Nate stood frozen, the silence of the quad rushing back in. He looked at me, really looked at me—not as a knight looks at a maiden, but as a man looks at a mirror he’s afraid to break. He was a man bound by duty, the sole heir to a kingdom he claimed to hate but couldn't truly leave.

"I have a duty to my family," he whispered, the words sounding like a heavy confession he’d been carrying for years. "I can't just walk away from the legacy. There are thousands of people whose lives and livelihoods depend on what I do next. I can't just let the empire crumble because the politics are ugly."

"Exactly," I said, a single, hot tear finally escaping and trailing down my cold skin. "And that legacy is built on the broken backs of people like me. It’s maintained by the silence of people like my parents who were bought off. That’s why we’ll never work, Nate. You’re the king, and I’m the revolution. And those two things can never occupy the same space without destroying each other."

I expected him to back down then, to accept the logic of the divide between us. But Nate didn't move an inch. If anything, he leaned in further, his shadow completely enveloping mine on the silvered grass. The frustration on his face was mutating into something rawer, something more desperate than I had ever seen from him.

"So that's it?" he challenged, his voice cracking with a rare vulnerability. "We just accept that the world won't let us exist together? You’re going to walk back to that tiny box of a room and pretend that we didn't happen because my last name is written on the library wall?"

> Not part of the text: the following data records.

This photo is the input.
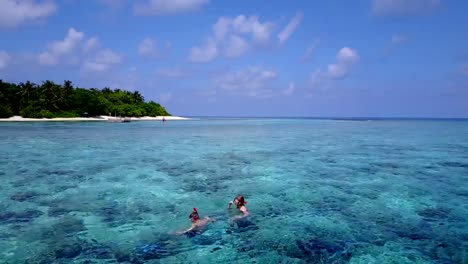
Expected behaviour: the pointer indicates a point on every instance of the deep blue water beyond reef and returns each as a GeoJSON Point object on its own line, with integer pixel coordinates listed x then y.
{"type": "Point", "coordinates": [319, 191]}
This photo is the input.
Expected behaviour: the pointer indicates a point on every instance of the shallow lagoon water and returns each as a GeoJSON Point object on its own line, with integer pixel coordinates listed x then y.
{"type": "Point", "coordinates": [319, 191]}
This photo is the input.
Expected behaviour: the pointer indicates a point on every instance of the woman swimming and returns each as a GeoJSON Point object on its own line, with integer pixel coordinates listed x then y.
{"type": "Point", "coordinates": [240, 203]}
{"type": "Point", "coordinates": [197, 224]}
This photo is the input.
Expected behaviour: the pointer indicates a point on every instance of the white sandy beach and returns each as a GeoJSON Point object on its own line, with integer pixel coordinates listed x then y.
{"type": "Point", "coordinates": [96, 118]}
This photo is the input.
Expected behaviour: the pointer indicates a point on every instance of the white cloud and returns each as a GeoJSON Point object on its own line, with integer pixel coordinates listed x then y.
{"type": "Point", "coordinates": [290, 89]}
{"type": "Point", "coordinates": [75, 49]}
{"type": "Point", "coordinates": [398, 39]}
{"type": "Point", "coordinates": [261, 32]}
{"type": "Point", "coordinates": [316, 78]}
{"type": "Point", "coordinates": [102, 61]}
{"type": "Point", "coordinates": [404, 7]}
{"type": "Point", "coordinates": [115, 4]}
{"type": "Point", "coordinates": [310, 50]}
{"type": "Point", "coordinates": [236, 47]}
{"type": "Point", "coordinates": [347, 55]}
{"type": "Point", "coordinates": [165, 97]}
{"type": "Point", "coordinates": [284, 35]}
{"type": "Point", "coordinates": [463, 69]}
{"type": "Point", "coordinates": [253, 81]}
{"type": "Point", "coordinates": [205, 53]}
{"type": "Point", "coordinates": [15, 12]}
{"type": "Point", "coordinates": [4, 59]}
{"type": "Point", "coordinates": [165, 7]}
{"type": "Point", "coordinates": [232, 37]}
{"type": "Point", "coordinates": [146, 47]}
{"type": "Point", "coordinates": [345, 59]}
{"type": "Point", "coordinates": [91, 44]}
{"type": "Point", "coordinates": [222, 27]}
{"type": "Point", "coordinates": [337, 71]}
{"type": "Point", "coordinates": [58, 49]}
{"type": "Point", "coordinates": [172, 72]}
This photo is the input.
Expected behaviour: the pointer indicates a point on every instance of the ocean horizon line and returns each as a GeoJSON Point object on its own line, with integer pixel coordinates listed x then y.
{"type": "Point", "coordinates": [328, 118]}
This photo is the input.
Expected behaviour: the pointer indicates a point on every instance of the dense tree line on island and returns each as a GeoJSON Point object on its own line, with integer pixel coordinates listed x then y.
{"type": "Point", "coordinates": [50, 100]}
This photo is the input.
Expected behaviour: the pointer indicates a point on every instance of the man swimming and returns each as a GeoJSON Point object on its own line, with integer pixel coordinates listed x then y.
{"type": "Point", "coordinates": [197, 224]}
{"type": "Point", "coordinates": [240, 203]}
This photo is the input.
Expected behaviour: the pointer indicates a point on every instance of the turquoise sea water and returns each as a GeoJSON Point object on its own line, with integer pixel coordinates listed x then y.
{"type": "Point", "coordinates": [319, 191]}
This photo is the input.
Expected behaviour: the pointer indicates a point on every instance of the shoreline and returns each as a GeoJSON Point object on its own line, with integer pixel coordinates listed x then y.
{"type": "Point", "coordinates": [90, 119]}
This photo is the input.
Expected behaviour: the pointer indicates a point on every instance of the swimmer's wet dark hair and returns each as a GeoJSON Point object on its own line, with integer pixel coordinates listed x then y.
{"type": "Point", "coordinates": [240, 201]}
{"type": "Point", "coordinates": [194, 214]}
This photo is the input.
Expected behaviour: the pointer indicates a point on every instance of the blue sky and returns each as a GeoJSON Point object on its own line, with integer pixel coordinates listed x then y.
{"type": "Point", "coordinates": [382, 58]}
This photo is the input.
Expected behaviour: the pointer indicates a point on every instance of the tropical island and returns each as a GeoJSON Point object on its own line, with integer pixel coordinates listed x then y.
{"type": "Point", "coordinates": [51, 100]}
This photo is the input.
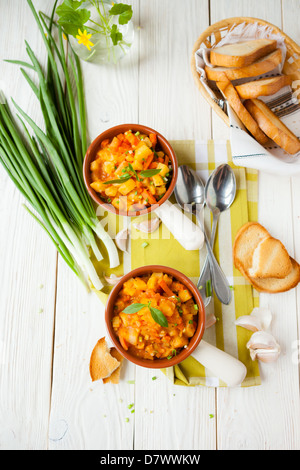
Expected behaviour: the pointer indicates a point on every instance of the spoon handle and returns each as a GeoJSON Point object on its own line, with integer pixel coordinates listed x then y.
{"type": "Point", "coordinates": [205, 275]}
{"type": "Point", "coordinates": [219, 280]}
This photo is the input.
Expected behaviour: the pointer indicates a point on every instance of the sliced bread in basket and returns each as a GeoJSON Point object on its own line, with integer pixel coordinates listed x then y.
{"type": "Point", "coordinates": [262, 87]}
{"type": "Point", "coordinates": [272, 126]}
{"type": "Point", "coordinates": [242, 53]}
{"type": "Point", "coordinates": [260, 67]}
{"type": "Point", "coordinates": [231, 95]}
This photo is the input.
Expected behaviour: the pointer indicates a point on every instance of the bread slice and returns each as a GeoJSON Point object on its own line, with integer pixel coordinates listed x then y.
{"type": "Point", "coordinates": [102, 363]}
{"type": "Point", "coordinates": [270, 259]}
{"type": "Point", "coordinates": [235, 102]}
{"type": "Point", "coordinates": [262, 87]}
{"type": "Point", "coordinates": [246, 241]}
{"type": "Point", "coordinates": [115, 376]}
{"type": "Point", "coordinates": [272, 285]}
{"type": "Point", "coordinates": [243, 53]}
{"type": "Point", "coordinates": [263, 65]}
{"type": "Point", "coordinates": [272, 126]}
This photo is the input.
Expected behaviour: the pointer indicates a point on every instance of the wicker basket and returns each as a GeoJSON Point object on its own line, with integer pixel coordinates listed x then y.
{"type": "Point", "coordinates": [213, 35]}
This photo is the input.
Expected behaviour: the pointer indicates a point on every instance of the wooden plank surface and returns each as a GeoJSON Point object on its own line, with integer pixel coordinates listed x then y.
{"type": "Point", "coordinates": [49, 324]}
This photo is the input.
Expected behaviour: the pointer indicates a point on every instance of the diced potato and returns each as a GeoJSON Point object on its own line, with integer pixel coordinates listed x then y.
{"type": "Point", "coordinates": [142, 152]}
{"type": "Point", "coordinates": [184, 295]}
{"type": "Point", "coordinates": [120, 203]}
{"type": "Point", "coordinates": [111, 191]}
{"type": "Point", "coordinates": [179, 342]}
{"type": "Point", "coordinates": [160, 190]}
{"type": "Point", "coordinates": [126, 187]}
{"type": "Point", "coordinates": [164, 169]}
{"type": "Point", "coordinates": [153, 280]}
{"type": "Point", "coordinates": [139, 284]}
{"type": "Point", "coordinates": [137, 166]}
{"type": "Point", "coordinates": [189, 330]}
{"type": "Point", "coordinates": [95, 165]}
{"type": "Point", "coordinates": [98, 186]}
{"type": "Point", "coordinates": [147, 141]}
{"type": "Point", "coordinates": [116, 322]}
{"type": "Point", "coordinates": [157, 180]}
{"type": "Point", "coordinates": [120, 168]}
{"type": "Point", "coordinates": [109, 167]}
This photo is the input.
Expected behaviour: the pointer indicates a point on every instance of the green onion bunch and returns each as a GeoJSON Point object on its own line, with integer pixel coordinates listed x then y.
{"type": "Point", "coordinates": [47, 165]}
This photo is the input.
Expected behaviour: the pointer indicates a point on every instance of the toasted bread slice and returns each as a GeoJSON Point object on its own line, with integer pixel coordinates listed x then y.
{"type": "Point", "coordinates": [102, 363]}
{"type": "Point", "coordinates": [272, 126]}
{"type": "Point", "coordinates": [234, 100]}
{"type": "Point", "coordinates": [270, 259]}
{"type": "Point", "coordinates": [262, 87]}
{"type": "Point", "coordinates": [115, 376]}
{"type": "Point", "coordinates": [246, 241]}
{"type": "Point", "coordinates": [273, 285]}
{"type": "Point", "coordinates": [241, 54]}
{"type": "Point", "coordinates": [263, 65]}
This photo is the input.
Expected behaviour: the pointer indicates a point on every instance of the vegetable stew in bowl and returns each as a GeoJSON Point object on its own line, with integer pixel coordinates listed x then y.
{"type": "Point", "coordinates": [155, 317]}
{"type": "Point", "coordinates": [130, 171]}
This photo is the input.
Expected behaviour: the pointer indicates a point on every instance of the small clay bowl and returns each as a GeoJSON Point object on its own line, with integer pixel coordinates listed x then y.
{"type": "Point", "coordinates": [194, 341]}
{"type": "Point", "coordinates": [162, 143]}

"It's not just the name, Nate! It's the mindset! You looked at my eviction and thought of a checkbook. I looked at it and thought of my sisters' faces!"

"I thought of the checkbook because of your sisters' faces!" he roared back, finally losing his composure. "I wanted them back in their beds! I wanted you to breathe! How is that a crime?"

We stood there in the center of the quad, two storms colliding in the dark, neither of us willing to retreat, and neither of us knowing how to bridge the canyon that lay between us. The fight wasn't over; it was only just beginning to tear us apart.